電験3種の過去問題集の取り組み方は?!

(1) 過去問について … 覚えるのではなく理解していくことが大切です

テキストで、基礎的なところが大体理解できたら、より実力をつけるために過去問(過去に電験3種に出題された問題)に取り組むのがよいでしょう。
特に理論や機械の計算問題は、幾つかの問題を解いていくことにより、より早くより確実に解答を得られるようになっていく必要があります。

過去問題集の問題を解くときは、分からないからといってすぐに解答・解説を見てしまわずに、テキストを調べながらでも、できるだけ自力で解く努力をすることが大切です。
解説を見て分かるというのと、自力で解けるというのは別です。最初は時間がかかるかもしれませんが、自力で解くという努力を重ねることで徐々に実力がアップしていきます。

過去問は実際に電験3種で出題された問題ですから、そう簡単ではありません。最初からすぐにスイスイと解けるものではありません。
また電験3種は、過去問をいくつか解いておけば、いくつか覚えておけば合格できるというものでもありません。過去問と同じ問題は出題されません。

問題の一つずつに丁寧に取り組み、着実に理解してそれを別の新しい問題に応用していけることが大切です。前のところが理解できないまま次々と別の問題をやっても力はつきません。

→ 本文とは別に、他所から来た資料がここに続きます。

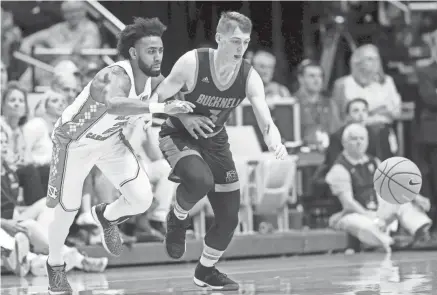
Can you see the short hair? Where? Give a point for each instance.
(229, 20)
(358, 99)
(11, 86)
(352, 129)
(303, 65)
(141, 27)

(2) 過去問の効果的学習法 … ノートにまとめていこう

自力で解けなくても問題集の解説を見ておおよそ理解できたら、すぐに別の問題に移ってしまわずに、自分なりにもう一度整理してノートにきっちりと書いていくのがよいでしょう。
まとめ方としては、
① 問題をノートに書き写します。そうすることによって何を問われているか、何が与えられていて、問題のポイントは何かが見えてきます。
② その問題を解くために必要な公式を書き出します。そして問題で与えられた数値を公式に代入し計算していきます。( 問題によっては、問題を解く上で必要のない数値も書いてある場合もありますので注意が必要です。)
③ 多くの問題は等価回路やベクトルなど、図を書いて考えたほうが分かりやすいですから、その図を書きます。
④ 多くの問題は一度の計算で済むことはありません。いくつかの計算を重ねることで解答に至ります。その解いていく手順を箇条書きにしておきましょう。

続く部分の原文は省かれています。